When writing your Will, you must select the Executors who will be responsible for administering your estate. Up to four people can be named; it’s best practice to choose at least two. You should consider choosing people who are capable, willing, and trustworthy to be your Executors. Many people choose their spouse, family member, or other close friends. Your Executors can also be beneficiaries of your Will.

If you don’t appoint Executors, you run the risk of your estate being distributed by someone who you do not trust to undertake the task. Additionally, by not leaving a Will at all, you leave your estate to be distributed by the rules of intestacy. This could cause complications for your family and friends after your death.

There is also the option to name a professional Executor, such as a Will Writer, Financial Adviser, Solicitor, or estate administration specialist such as Kings Court Trust. This ensures that your estate is in safe hands and is useful for those struggling to choose their Executor(s). A professional Executor can be named solely or alongside a friend, family member, or other individual.

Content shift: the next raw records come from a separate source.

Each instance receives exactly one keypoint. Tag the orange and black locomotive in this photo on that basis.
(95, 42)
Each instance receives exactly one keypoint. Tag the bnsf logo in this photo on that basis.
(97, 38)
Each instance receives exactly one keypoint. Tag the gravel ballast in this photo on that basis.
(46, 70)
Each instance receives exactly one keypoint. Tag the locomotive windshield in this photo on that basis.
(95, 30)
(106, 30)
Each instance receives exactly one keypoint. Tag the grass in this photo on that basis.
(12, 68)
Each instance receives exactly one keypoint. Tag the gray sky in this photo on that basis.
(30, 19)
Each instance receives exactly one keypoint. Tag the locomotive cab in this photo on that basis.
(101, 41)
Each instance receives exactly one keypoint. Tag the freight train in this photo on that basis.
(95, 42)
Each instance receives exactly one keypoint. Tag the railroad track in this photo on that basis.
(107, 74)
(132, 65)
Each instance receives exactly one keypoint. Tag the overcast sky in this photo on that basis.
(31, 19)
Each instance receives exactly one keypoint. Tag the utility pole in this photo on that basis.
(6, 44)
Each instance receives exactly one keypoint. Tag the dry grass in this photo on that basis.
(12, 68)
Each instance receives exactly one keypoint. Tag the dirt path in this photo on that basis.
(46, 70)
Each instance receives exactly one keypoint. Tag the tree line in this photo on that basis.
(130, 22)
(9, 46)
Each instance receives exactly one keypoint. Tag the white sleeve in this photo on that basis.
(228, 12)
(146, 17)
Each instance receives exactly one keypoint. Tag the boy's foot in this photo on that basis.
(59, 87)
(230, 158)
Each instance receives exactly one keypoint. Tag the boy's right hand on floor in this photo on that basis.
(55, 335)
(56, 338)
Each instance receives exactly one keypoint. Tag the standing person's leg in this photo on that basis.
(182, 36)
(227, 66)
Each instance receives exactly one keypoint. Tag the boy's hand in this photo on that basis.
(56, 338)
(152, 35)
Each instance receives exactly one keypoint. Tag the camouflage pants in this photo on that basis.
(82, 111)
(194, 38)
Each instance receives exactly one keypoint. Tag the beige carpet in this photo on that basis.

4. Naming your beneficiaries

When naming your beneficiaries, it’s important to be as clear as possible. It’s best practice to fully name all individual beneficiaries. If leaving a class gift e.g. ‘to my grandchildren’, it’s important to ensure the category covers everyone you would want to benefit. This could include potential future grandchildren born after the Will has been completed.

Additionally, when your Will names more than one beneficiary, it’s important to dictate how the inheritance will be split. This can include assigning a specific possession, sum of money, or a percentage of the total estate to each beneficiary. You may also wish to leave money to charity; in this instance, your Will should include full details of the charity’s name and registered charity number to make this process simple.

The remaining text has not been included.